According to the Minister, ahead of introducing the revised age of entry, the Ministry had started holding national consultations in 2013. She however, noted that “I didn’t think that we were prepared in the system to accommodate these children in September 2013, for many reasons…” At the time, Manickchand said that the Ministry was not able to ascertain how many children would have been eligible for acceptance.
She however noted that based on figures from the General Registrar Office, it was evident that there were about 1,000 new births every month.
“We could have estimated that it would be about 3,000 more children added with the three months period that we were allowing for…The problem with that, is that, we didn’t know how the children would be spread out,” said the Minister.
Added to this, she said that “we didn’t know whether we would have most of them in Georgetown; all of them in Georgetown; none in a particular Region; if a particular school would have 500 new children while no other school had any; we had to really plan for it and get our parents to register (their children).”

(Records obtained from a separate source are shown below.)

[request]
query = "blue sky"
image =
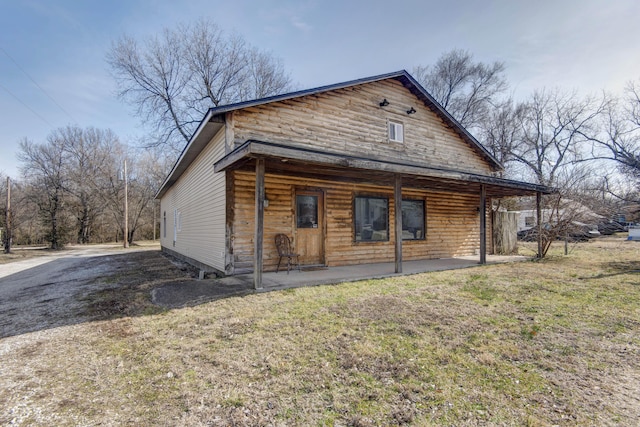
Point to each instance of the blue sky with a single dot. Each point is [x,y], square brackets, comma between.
[53,70]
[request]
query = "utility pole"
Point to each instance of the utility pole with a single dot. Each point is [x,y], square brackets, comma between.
[126,206]
[7,241]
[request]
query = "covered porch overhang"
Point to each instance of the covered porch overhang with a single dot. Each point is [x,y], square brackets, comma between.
[292,160]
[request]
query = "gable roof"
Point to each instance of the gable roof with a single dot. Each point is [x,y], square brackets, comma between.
[214,120]
[407,81]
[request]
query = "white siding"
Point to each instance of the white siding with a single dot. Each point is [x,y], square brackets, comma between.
[198,200]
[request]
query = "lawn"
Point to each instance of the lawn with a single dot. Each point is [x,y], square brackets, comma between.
[555,342]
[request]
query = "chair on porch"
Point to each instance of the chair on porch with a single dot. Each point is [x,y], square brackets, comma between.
[286,251]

And so registration for nursery children started in January as opposed to previous years, when it started around April/May to allow the Ministry to make preparations to accommodate the additional children.  The Minister continued that “frankly we haven’t had any major complaints. I haven’t heard of any, but nursery-age children are always, when they get into schools, first they will bawl the school down for maybe the first week, and they bawl a little bit less for the first month and by the end of the first term they settle in.”

Another known issue that children face, the Minister said, is that of limited independence, whereby some of them are unable to use the toilets or are unable to eat by themselves.
“We could have had a major problem on our hands if this was really going to hamper the learning environment for all the children in the classroom,” noted the Minister. But according to her, the Ministry was able to minimise a series of potential problems by inviting about 90 per cent of the entrants’ parents to meetings, ahead of the start of the school year (July/August holiday), that sought to solicit their (parents) support to prepare their children for school.
“We asked them to teach their children and be of help in the home, but that flew under the radar…the press wasn’t interested in that,” said the Minister as she pointed out that “we had parents who knew what would be expected of their children and what they could help with over the holidays.”
The end result, the Minister said, is that the nursery system was able to receive children who were more prepared in September than ever before.
“All of our children are never going to be able to use the toilet and so on before they go to school, you will always have that percentage that the teachers will have to work with,” said Manickchand as she reiterated that “most of our children are prepared and ready for learning.”